В сопровождении конюшни, откупленной у Пунского конного, в тревожном, но решительном настроении мы тронулись в долгое путешествие через Деканское плоскогорье. Хозяева, 19-й гусарский, приняли нас с распростертыми объятиями и с приличными случаю соболезнованиями уведомили, что нам, на наше несчастье, выпало открыть турнир схваткой с командой Голконды. Они не кривили душой, говоря, что это страшное невезение – не обжившись в Индии, так сразу, с места в карьер вступить в соперничество с безусловным фаворитом.

Утром мы присутствовали на торжественном смотре всего гарнизона. Перед нами, а может, перед местными чинами во всем воинском блеске промаршировали британские части, регулярные индийские части и армия Низама. Под конец прошли десятка два слонов, тянувших за собой гигантскую пушку. Тогда было принято, чтобы слоны, шествуя по плацу, вскидывали в салюте хоботы, что они и проделали по всей форме. Позже этот обычай отменили: простые люди прыскали со смеху, оскорбляя достоинство слонов и их погонщиков. Потом упразднили и самих слонов, и теперь лязгающие тягачи тащат куда более крупные и губительные орудия. Цивилизация не стоит на месте. А я оплакиваю слонов и их приветственно поднятые хоботы.

В полдень начался матч.
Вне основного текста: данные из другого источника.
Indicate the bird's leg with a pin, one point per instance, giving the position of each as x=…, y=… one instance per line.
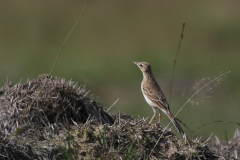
x=153, y=116
x=159, y=117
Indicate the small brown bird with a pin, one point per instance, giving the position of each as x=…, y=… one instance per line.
x=154, y=95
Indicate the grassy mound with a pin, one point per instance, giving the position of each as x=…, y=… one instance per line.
x=65, y=123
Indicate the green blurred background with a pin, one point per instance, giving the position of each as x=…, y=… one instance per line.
x=112, y=34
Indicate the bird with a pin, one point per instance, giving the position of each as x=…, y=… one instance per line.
x=154, y=96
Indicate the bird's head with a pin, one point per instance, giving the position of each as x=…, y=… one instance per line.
x=144, y=66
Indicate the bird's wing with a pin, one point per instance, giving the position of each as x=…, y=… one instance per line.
x=157, y=97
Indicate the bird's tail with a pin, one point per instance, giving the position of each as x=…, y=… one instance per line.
x=171, y=117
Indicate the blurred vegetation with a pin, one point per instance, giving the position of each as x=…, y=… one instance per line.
x=111, y=34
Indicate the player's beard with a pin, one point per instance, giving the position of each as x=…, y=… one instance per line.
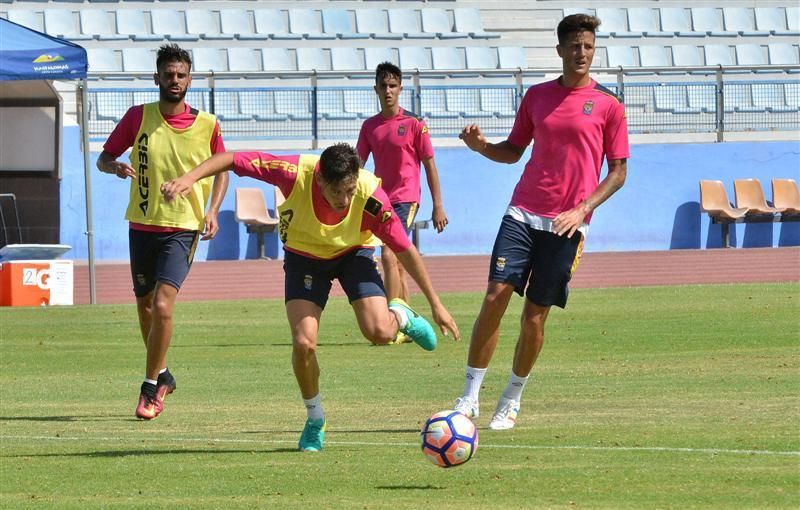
x=169, y=97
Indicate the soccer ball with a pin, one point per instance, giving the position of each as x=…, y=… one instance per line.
x=449, y=439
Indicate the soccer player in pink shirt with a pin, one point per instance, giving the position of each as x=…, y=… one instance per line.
x=399, y=141
x=575, y=123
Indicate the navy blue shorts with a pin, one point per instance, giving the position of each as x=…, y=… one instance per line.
x=160, y=257
x=541, y=260
x=406, y=211
x=311, y=279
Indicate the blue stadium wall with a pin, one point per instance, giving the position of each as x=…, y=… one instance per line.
x=658, y=209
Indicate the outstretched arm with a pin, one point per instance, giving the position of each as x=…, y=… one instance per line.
x=568, y=221
x=182, y=186
x=413, y=264
x=503, y=152
x=432, y=174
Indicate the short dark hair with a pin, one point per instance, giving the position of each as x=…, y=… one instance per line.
x=576, y=23
x=339, y=163
x=172, y=53
x=388, y=69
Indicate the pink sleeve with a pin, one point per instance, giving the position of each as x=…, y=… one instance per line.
x=423, y=144
x=363, y=146
x=616, y=134
x=124, y=135
x=386, y=225
x=217, y=145
x=280, y=171
x=522, y=132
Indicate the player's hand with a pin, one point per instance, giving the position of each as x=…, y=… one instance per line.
x=121, y=169
x=568, y=221
x=210, y=226
x=439, y=218
x=181, y=186
x=473, y=138
x=446, y=323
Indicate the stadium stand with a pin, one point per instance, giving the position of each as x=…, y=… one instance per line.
x=251, y=210
x=786, y=195
x=714, y=201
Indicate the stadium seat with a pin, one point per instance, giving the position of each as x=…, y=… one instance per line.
x=677, y=21
x=132, y=23
x=499, y=101
x=138, y=59
x=27, y=18
x=466, y=101
x=481, y=57
x=785, y=195
x=738, y=19
x=405, y=22
x=346, y=58
x=446, y=57
x=436, y=21
x=714, y=201
x=645, y=21
x=243, y=60
x=237, y=23
x=330, y=105
x=304, y=22
x=414, y=57
x=312, y=59
x=511, y=57
x=251, y=210
x=378, y=55
x=63, y=24
x=750, y=195
x=272, y=23
x=296, y=103
x=707, y=20
x=171, y=23
x=362, y=102
x=208, y=59
x=771, y=19
x=202, y=22
x=277, y=59
x=374, y=23
x=771, y=97
x=103, y=60
x=336, y=22
x=614, y=22
x=261, y=104
x=468, y=20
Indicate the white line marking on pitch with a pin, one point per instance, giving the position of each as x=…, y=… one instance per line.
x=666, y=449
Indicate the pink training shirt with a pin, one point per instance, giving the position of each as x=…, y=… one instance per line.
x=124, y=136
x=390, y=232
x=398, y=145
x=573, y=129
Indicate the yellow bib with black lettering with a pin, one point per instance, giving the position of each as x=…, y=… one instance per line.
x=162, y=153
x=301, y=230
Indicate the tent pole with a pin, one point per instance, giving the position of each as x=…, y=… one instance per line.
x=84, y=102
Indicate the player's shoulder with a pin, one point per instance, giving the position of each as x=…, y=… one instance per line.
x=606, y=92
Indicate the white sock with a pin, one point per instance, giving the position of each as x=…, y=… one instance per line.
x=474, y=379
x=402, y=318
x=314, y=407
x=515, y=386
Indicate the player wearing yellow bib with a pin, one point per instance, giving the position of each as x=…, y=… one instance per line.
x=334, y=215
x=168, y=138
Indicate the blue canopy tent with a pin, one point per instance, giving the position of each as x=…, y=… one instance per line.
x=28, y=55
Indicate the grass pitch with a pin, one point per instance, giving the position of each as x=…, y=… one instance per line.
x=663, y=397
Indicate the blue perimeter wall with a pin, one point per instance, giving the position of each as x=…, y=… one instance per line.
x=657, y=209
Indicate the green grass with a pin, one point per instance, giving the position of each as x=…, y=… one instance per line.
x=664, y=397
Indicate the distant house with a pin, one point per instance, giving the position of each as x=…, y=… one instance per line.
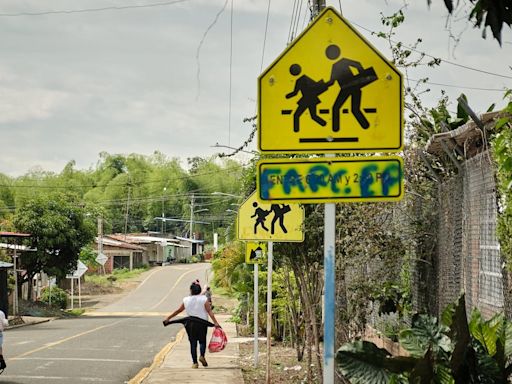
x=121, y=254
x=158, y=250
x=196, y=247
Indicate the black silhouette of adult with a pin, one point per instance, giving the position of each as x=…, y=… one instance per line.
x=310, y=89
x=350, y=85
x=260, y=215
x=278, y=215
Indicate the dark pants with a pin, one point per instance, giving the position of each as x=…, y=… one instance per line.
x=193, y=348
x=196, y=333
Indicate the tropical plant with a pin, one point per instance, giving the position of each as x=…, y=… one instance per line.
x=447, y=351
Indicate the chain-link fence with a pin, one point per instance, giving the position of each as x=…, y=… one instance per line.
x=468, y=249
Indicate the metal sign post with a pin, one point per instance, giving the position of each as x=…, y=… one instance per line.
x=329, y=291
x=269, y=307
x=256, y=313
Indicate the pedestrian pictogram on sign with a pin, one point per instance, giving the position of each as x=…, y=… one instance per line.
x=255, y=252
x=270, y=222
x=330, y=90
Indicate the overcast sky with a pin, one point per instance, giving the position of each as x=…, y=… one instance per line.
x=143, y=79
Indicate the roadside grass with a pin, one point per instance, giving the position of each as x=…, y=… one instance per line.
x=119, y=275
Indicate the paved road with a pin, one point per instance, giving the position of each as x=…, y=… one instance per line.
x=111, y=344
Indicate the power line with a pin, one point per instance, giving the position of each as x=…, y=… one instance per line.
x=457, y=86
x=265, y=36
x=203, y=38
x=84, y=10
x=291, y=21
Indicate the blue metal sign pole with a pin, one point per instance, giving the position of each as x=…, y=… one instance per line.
x=256, y=289
x=269, y=307
x=329, y=291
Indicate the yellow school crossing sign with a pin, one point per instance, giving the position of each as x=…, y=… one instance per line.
x=330, y=91
x=259, y=221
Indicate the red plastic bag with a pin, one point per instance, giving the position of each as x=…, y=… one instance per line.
x=218, y=341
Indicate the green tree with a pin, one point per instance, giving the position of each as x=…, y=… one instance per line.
x=59, y=228
x=492, y=13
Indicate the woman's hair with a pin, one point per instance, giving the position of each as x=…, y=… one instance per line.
x=195, y=289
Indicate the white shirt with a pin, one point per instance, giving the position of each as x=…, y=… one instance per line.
x=194, y=305
x=3, y=321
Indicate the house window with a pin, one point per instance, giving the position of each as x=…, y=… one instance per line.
x=121, y=262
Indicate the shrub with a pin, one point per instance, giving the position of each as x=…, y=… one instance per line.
x=59, y=297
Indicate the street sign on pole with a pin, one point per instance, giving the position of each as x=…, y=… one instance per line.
x=81, y=268
x=259, y=221
x=330, y=91
x=325, y=180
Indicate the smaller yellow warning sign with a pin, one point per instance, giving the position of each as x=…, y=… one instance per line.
x=262, y=221
x=255, y=252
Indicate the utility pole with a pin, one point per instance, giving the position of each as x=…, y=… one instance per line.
x=100, y=240
x=163, y=211
x=127, y=210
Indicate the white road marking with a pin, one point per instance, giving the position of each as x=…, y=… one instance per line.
x=75, y=359
x=68, y=378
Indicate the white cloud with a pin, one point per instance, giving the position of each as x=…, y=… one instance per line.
x=74, y=85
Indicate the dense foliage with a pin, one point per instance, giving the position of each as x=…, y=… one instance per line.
x=448, y=350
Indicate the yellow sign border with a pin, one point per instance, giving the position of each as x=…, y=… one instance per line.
x=255, y=238
x=263, y=245
x=327, y=149
x=325, y=197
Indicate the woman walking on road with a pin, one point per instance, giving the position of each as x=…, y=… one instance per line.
x=196, y=323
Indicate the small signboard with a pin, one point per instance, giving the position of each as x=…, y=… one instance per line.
x=260, y=221
x=255, y=252
x=81, y=268
x=325, y=180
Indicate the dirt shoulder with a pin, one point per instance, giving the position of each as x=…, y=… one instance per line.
x=284, y=368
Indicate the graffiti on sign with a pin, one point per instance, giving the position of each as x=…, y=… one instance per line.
x=331, y=180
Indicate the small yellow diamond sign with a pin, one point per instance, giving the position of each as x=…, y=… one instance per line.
x=255, y=253
x=330, y=91
x=260, y=221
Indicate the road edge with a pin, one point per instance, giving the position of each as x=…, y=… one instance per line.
x=158, y=360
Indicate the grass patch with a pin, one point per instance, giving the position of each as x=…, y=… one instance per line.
x=75, y=312
x=119, y=275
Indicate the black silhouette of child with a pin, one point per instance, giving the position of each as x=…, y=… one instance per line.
x=310, y=91
x=260, y=215
x=278, y=215
x=350, y=85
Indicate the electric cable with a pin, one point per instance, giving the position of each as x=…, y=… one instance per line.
x=84, y=10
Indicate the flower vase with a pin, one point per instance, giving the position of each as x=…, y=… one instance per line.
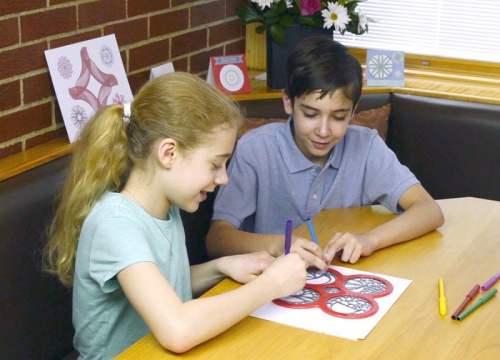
x=277, y=54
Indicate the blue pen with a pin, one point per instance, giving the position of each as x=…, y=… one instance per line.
x=311, y=230
x=288, y=236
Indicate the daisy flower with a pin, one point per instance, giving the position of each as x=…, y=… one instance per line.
x=263, y=3
x=335, y=15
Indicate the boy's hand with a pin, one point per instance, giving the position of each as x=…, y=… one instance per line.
x=352, y=246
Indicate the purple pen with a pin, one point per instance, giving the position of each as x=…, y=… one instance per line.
x=288, y=236
x=490, y=282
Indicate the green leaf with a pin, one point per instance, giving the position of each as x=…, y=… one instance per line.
x=306, y=20
x=260, y=29
x=286, y=20
x=277, y=33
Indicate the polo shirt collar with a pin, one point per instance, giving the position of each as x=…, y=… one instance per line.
x=294, y=160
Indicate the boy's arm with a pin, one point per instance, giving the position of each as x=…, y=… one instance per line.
x=422, y=214
x=224, y=239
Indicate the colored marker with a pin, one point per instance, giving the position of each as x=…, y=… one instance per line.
x=477, y=304
x=288, y=236
x=442, y=299
x=490, y=282
x=467, y=300
x=311, y=230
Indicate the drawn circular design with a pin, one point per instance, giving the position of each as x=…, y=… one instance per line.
x=365, y=285
x=64, y=67
x=231, y=77
x=315, y=276
x=79, y=116
x=302, y=297
x=107, y=55
x=351, y=306
x=344, y=296
x=380, y=66
x=332, y=290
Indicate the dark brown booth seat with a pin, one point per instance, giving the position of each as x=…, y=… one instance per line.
x=453, y=147
x=35, y=309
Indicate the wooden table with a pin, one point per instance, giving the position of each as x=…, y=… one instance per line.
x=465, y=251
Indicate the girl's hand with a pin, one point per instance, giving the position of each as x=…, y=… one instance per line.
x=246, y=267
x=312, y=253
x=286, y=275
x=352, y=246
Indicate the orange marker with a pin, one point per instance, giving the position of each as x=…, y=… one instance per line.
x=442, y=299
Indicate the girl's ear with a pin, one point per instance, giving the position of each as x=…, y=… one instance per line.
x=287, y=103
x=167, y=152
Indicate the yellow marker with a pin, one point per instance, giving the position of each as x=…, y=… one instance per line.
x=442, y=299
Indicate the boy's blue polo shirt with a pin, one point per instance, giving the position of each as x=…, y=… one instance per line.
x=271, y=181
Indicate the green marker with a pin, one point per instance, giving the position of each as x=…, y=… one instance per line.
x=478, y=303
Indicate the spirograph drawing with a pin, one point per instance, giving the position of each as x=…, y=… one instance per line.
x=350, y=297
x=80, y=90
x=79, y=116
x=64, y=67
x=380, y=66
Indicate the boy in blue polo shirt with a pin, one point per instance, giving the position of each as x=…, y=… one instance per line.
x=317, y=161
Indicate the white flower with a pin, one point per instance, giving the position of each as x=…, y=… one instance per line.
x=335, y=15
x=264, y=3
x=363, y=21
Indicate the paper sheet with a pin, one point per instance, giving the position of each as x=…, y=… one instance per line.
x=353, y=326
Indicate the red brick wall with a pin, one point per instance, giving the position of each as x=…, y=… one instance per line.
x=149, y=33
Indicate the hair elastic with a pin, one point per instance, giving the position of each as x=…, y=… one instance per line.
x=127, y=112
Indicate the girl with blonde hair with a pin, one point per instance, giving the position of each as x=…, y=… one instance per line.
x=117, y=237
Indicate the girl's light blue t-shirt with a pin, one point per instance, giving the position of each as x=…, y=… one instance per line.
x=118, y=233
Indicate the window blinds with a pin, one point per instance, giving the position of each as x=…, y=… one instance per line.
x=460, y=29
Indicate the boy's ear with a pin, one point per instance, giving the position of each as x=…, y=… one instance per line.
x=167, y=152
x=287, y=103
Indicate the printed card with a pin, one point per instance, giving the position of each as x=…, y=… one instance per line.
x=385, y=68
x=87, y=76
x=229, y=74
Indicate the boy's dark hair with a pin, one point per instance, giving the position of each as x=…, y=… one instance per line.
x=322, y=64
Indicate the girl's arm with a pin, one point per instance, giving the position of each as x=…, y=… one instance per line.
x=242, y=268
x=224, y=239
x=180, y=326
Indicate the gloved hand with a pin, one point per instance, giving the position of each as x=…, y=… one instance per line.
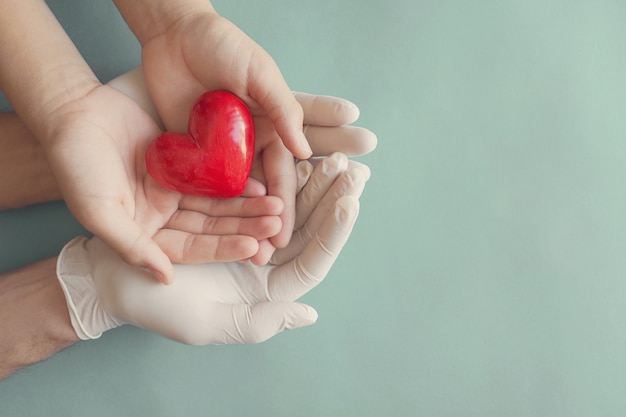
x=221, y=303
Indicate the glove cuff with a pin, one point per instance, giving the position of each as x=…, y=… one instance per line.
x=89, y=319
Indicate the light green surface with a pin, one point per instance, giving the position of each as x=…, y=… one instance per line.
x=487, y=273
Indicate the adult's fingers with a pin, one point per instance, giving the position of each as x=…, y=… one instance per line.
x=294, y=279
x=350, y=140
x=320, y=181
x=259, y=322
x=326, y=110
x=240, y=207
x=280, y=174
x=188, y=248
x=350, y=182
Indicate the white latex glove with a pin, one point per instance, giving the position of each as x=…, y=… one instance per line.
x=325, y=118
x=220, y=303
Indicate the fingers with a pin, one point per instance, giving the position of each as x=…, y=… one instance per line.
x=350, y=140
x=187, y=248
x=350, y=182
x=236, y=207
x=326, y=110
x=318, y=184
x=281, y=180
x=270, y=91
x=294, y=279
x=259, y=322
x=125, y=236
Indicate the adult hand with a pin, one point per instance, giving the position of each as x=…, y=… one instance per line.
x=98, y=161
x=221, y=303
x=326, y=121
x=187, y=49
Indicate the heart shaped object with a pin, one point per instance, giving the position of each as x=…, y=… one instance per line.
x=214, y=157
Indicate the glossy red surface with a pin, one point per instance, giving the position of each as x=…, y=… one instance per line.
x=214, y=158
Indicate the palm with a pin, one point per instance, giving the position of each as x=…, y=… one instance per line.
x=177, y=71
x=100, y=159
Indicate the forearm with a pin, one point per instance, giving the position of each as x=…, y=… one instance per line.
x=25, y=176
x=149, y=18
x=34, y=320
x=40, y=68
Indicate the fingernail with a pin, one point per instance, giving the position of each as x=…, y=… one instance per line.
x=306, y=148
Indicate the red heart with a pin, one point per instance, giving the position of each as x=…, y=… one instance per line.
x=214, y=158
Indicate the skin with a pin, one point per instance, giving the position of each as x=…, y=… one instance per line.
x=93, y=137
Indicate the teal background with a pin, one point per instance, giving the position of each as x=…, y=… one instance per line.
x=487, y=273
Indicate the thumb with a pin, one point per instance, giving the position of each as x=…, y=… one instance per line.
x=259, y=322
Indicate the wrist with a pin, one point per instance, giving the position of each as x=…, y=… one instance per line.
x=151, y=18
x=40, y=68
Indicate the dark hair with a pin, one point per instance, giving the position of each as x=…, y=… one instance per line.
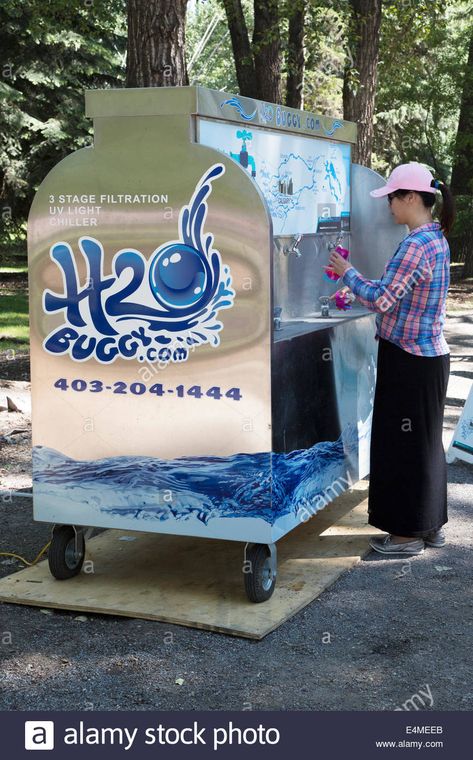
x=447, y=212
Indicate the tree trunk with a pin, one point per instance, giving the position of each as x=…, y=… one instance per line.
x=156, y=43
x=295, y=57
x=244, y=65
x=360, y=79
x=266, y=51
x=462, y=171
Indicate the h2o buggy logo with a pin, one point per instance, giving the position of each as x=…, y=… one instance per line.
x=169, y=305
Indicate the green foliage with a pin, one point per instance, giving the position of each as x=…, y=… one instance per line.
x=423, y=53
x=209, y=52
x=52, y=52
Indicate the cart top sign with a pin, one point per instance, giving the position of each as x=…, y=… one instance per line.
x=200, y=101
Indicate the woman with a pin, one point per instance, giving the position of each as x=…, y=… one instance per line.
x=408, y=478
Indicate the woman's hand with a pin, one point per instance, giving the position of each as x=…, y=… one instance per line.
x=338, y=264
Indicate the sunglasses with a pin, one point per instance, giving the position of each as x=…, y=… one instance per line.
x=397, y=194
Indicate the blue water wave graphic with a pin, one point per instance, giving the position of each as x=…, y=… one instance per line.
x=264, y=485
x=335, y=125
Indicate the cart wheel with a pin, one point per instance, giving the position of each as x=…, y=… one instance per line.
x=66, y=553
x=260, y=573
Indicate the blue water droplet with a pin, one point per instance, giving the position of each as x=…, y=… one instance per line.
x=178, y=275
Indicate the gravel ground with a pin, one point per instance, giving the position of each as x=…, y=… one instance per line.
x=385, y=632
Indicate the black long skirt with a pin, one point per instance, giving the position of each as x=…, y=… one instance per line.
x=408, y=470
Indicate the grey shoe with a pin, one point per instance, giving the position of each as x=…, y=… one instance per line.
x=436, y=539
x=384, y=545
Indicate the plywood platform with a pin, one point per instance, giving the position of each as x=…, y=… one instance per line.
x=198, y=582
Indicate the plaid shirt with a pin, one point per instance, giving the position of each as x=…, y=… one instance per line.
x=410, y=297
Турниры в Хидерабаде представляли собой яркое зрелище. Площадь была забита самыми разношерстными индусами, внимательно и со знанием дела следившими за игрой. Под навесами теснились британцы и местная знать. Нас считали легкой добычей, и мы готовы были разделить общее мнение, когда, едва начав, наш увертливый, проворный, точно бросавший противник повел со счетом 3:0. Впрочем (отброшу подробности, хоть и важные, но уже подзабытые и вытесненные более громкими событиями), под оглушительный рев толпы мы разгромили голкондцев со счетом 9:3. В последовавшие дни мы легко разделались со всеми другими противниками и установили не побитый с тех пор рекорд, одержав победу в перворазрядном турнире через пятьдесят дней после прибытия в Индию.

Пусть читатель вообразит, с какой окрыленностью устремились мы к высшей цели. Однако между нами и ее достижением пролегла дистанция в несколько лет.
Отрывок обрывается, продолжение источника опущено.